Fernandes Figueiredo em Foco

11 de maio de 2021

Artigo de Francisco Petros em destaque no Euro Latam Lex

“Corporate governance: from private to public. Taking care of governance as an asset for all”

Veículo: Euro Latam Lex

Corporate governance has been progressing every day in the world for at least fifty years. The “balance of powers” between the executive board, the board of directors and the shareholders was already well delineated in the rules that deal with the topic in the main jurisdictions of central and peripheral capitalism. However, the checks & balances necessary for the full and proper functioning of corporate governance do, de facto, depend on even more specific rules and on “best practices”. The latter are much less relevant due to their inclusion in contracts and bylaws and, eventually, shareholders’ agreements, and much more critical due to the performance of the management body (managers, officers) and boards with the advisory committees. Indeed, practice is much more determinant of business success than what is formally established.

Several fundamental factors determine the effectiveness of corporate governance from the point of view of the direct exercise of directive and advisory actions by companies, such as capital management, long-term business strategy, technological innovation and people management (which are also professionals) and business administration focused on environmental and social sustainability, among other themes to be considered.

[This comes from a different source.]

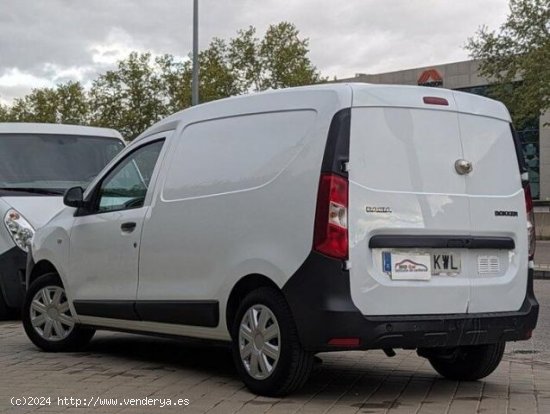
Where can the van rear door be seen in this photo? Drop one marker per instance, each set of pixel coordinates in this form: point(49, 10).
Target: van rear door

Family businesses are unlikely to allow governance from which the development of modern business management themes can be carried out without family leaders having an explicit and solid engagement in relation to business development.

Accordingly, the success or not of this kind of governance depends on personal and professional factors of the entrepreneurs. The flaws and qualities of family members engaged in governance are mixed with their ability to exercise good management and corporate governance, even if the companies are professionalized. At the other end, we have companies without defined control (corporations), in which the formal aspects and the system of checks and balances of corporate governance are much more important.

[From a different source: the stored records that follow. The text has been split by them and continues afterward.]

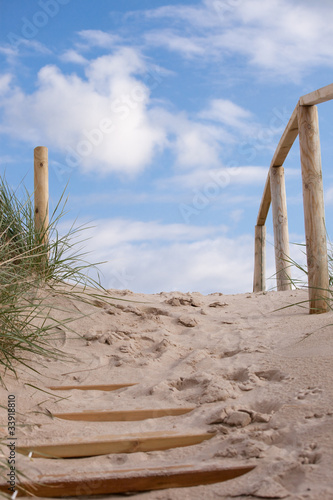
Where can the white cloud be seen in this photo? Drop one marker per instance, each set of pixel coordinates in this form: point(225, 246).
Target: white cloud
point(227, 112)
point(107, 122)
point(281, 37)
point(5, 81)
point(151, 257)
point(97, 38)
point(73, 56)
point(174, 42)
point(100, 123)
point(218, 177)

The balance of power between management and the supervision of managers must be much more refined, effective and solid if there is to be business success for all stakeholders. The big risk, in this case, is the “seizure of power” of the managers who stand in defense of their more direct and short-term interests, which usually collide with the more organic objectives of the growth and development of companies.

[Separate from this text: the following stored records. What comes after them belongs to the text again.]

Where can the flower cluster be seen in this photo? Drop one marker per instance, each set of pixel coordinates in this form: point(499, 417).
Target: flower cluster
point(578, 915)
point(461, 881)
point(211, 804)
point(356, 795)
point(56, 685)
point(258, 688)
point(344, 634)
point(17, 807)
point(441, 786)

Here, it is not uncommon for the control system to be weakened by attracting board members and committee members who ally with managers in order to deviate social purposes towards the interests of the main officers of the companies.

Excesses in relation to managers’ remuneration and bonuses are signs of this process. In addition, in this context, risk management deteriorates, and the possibility of operational and financial collapses increases. For instance, the development of American capitalism moved from family businesses to this model of corporations, especially from the 1960s on.

However, the development of global capitalism demonstrates that the theme already crosses the microeconomic field and advances over increasingly extensive economic and social strata. A large part of the shareholdings is for retirement and pensions.

Therefore, corporate governance, which is typically private in nature, gains contours that elevate it to the level of “public interest”. After all, the failure of companies can mean substantial losses for individuals. Capitalism of the social market economy is composed of “capitalists” going from “workers” in the factory floor to the most liberal professionals.

Capitalism of the social market economy is composed of “capitalists” going from “workers” in the factory floor to the most liberal professionals.

When highlighting these issues, it is seen that diffuse and social rights, already so relevant to the field of consumer or environmental law, are increasingly related to corporate governance.

In times of pandemic and in the midst of the most relevant human tragedy since World War II, the behavior of company officers and board members, especially big ones, as well as investors in the financial and capital markets, must be engaged in the task of taking care of governance as a good for everyone and not just for those who directly act to achieve corporate goals. The Earth is not flat, but the business world is increasingly flat.